1. Centrifuge the vial:
Briefly centrifuge the lyophilized protein vial before opening to ensure all material is at the bottom and to prevent loss of product when opening.

2. Reconstitution:

• Add sterile water or a suitable sterile buffer (such as PBS, pH 7.4) to the vial. The recommended concentration for stock solutions is typically 0.1–1.0 mg/mL.
• If the protein is carrier-free (no BSA), and you require additional stability, you may reconstitute in sterile buffer containing 0.1% BSA (cell culture grade) to help prevent adsorption and loss of activity.
• Gently pipette up and down to dissolve. Do not vortex as this can denature the protein.
• Allow several minutes for complete dissolution at room temperature.

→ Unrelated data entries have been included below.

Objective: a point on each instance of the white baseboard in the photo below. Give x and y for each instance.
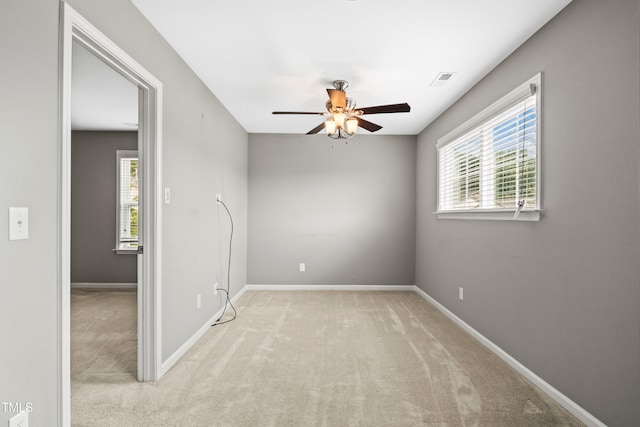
(171, 360)
(547, 388)
(330, 288)
(85, 285)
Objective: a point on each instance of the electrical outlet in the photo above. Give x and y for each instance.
(20, 420)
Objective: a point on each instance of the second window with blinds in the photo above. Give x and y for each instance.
(489, 167)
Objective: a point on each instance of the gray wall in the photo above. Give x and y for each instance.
(93, 208)
(205, 152)
(347, 212)
(561, 295)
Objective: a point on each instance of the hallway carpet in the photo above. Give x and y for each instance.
(325, 358)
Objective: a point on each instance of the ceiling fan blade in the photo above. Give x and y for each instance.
(338, 98)
(316, 129)
(371, 127)
(297, 112)
(391, 108)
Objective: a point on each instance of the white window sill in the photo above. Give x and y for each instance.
(125, 249)
(492, 215)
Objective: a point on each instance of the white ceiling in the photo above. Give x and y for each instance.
(101, 99)
(259, 56)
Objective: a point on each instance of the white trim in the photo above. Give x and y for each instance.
(256, 287)
(89, 285)
(532, 86)
(73, 27)
(184, 348)
(497, 215)
(544, 386)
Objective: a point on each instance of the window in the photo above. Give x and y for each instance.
(489, 167)
(127, 199)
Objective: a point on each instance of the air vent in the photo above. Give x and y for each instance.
(442, 79)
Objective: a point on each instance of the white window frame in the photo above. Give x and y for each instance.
(123, 247)
(527, 213)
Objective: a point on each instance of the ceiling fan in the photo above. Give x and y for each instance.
(343, 118)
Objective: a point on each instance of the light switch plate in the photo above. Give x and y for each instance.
(18, 223)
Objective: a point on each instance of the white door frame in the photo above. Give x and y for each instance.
(75, 28)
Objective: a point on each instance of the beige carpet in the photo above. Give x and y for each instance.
(324, 359)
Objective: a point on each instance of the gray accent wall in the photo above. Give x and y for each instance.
(561, 295)
(93, 208)
(204, 153)
(347, 212)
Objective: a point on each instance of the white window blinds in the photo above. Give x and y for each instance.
(492, 162)
(128, 196)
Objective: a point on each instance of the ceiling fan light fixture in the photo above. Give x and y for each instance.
(331, 127)
(339, 118)
(352, 125)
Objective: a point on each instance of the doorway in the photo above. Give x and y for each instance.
(76, 29)
(104, 223)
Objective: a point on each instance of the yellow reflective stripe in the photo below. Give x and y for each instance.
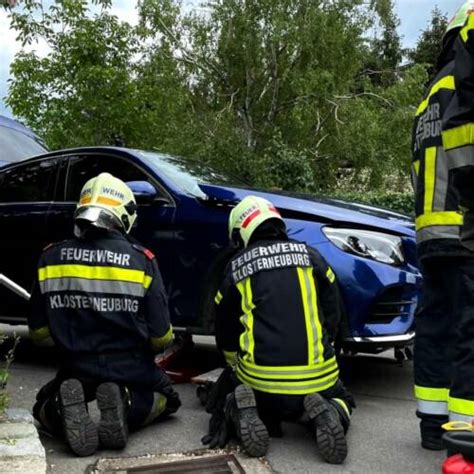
(230, 357)
(439, 218)
(430, 177)
(160, 342)
(40, 333)
(458, 136)
(343, 405)
(302, 387)
(446, 82)
(289, 372)
(416, 167)
(315, 315)
(330, 275)
(431, 394)
(218, 297)
(94, 273)
(311, 316)
(467, 28)
(247, 342)
(461, 406)
(307, 317)
(291, 368)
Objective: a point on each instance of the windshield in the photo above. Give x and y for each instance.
(188, 174)
(16, 146)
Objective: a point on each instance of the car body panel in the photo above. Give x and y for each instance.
(187, 228)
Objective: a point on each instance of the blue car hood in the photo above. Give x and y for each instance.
(320, 209)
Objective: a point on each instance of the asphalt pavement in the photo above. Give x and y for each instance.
(383, 437)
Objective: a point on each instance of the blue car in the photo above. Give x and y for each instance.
(183, 210)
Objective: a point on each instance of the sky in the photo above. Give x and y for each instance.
(414, 16)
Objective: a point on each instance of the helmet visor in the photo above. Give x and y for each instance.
(98, 217)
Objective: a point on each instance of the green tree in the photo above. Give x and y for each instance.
(92, 87)
(429, 44)
(276, 91)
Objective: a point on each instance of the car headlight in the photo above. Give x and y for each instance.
(377, 246)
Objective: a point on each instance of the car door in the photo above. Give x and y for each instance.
(26, 193)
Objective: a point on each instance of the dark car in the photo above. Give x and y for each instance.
(183, 211)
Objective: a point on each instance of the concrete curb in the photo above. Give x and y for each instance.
(21, 451)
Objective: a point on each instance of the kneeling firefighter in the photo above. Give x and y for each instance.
(277, 314)
(100, 299)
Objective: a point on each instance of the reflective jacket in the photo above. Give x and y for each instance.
(99, 295)
(458, 127)
(438, 218)
(277, 312)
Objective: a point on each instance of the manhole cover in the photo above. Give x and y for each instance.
(223, 464)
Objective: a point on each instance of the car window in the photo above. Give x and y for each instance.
(188, 174)
(16, 146)
(32, 182)
(82, 168)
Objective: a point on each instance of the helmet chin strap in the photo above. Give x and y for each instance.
(236, 240)
(105, 221)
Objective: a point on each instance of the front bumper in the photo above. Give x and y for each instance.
(376, 344)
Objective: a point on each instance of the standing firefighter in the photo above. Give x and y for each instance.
(277, 313)
(101, 300)
(444, 351)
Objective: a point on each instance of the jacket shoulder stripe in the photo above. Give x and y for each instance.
(446, 82)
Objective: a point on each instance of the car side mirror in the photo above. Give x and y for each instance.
(144, 192)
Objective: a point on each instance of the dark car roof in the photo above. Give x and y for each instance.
(298, 205)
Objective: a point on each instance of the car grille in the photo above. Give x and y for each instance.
(393, 302)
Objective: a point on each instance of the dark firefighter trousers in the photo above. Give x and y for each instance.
(444, 342)
(147, 388)
(273, 408)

3. Aliquoting and Storage:

• Once fully dissolved, aliquot the stock solution into small volumes to avoid repeated freeze-thaw cycles, which can degrade the protein.
• Store aliquots at –20°C or –80°C for long-term storage. Avoid repeated freeze-thaw cycles.

4. Working Solution Preparation:

• For cell culture, dilute the stock solution to the desired working concentration using sterile cell culture medium or buffer immediately before use.
• If further dilution is needed, use medium or buffer containing 0.1% BSA to maintain stability.

5. General Handling Tips:

• Use low-protein binding tubes for all steps to minimize loss.
• Avoid vigorous mixing or foaming.
• Use the reconstituted protein within 24 hours if stored at 2–8°C, or freeze immediately for longer storage.

Example Protocol:
Suppose you have 10 μg lyophilized IL-2:

• Add 100 μL sterile PBS with 0.1% BSA to achieve a 0.1 mg/mL (100 μg/mL) stock.
• Mix gently and let sit at room temperature for 10 minutes.
• Aliquot into 10 μL portions and freeze at –80°C.

Notes:

• Always consult the specific product datasheet for any manufacturer-specific recommendations regarding reconstitution buffer and concentration.
• For cell culture, ensure all reagents are endotoxin-free and sterile.

These steps will help preserve the biological activity and stability of recombinant rat IL-2 for reliable cell culture experiments.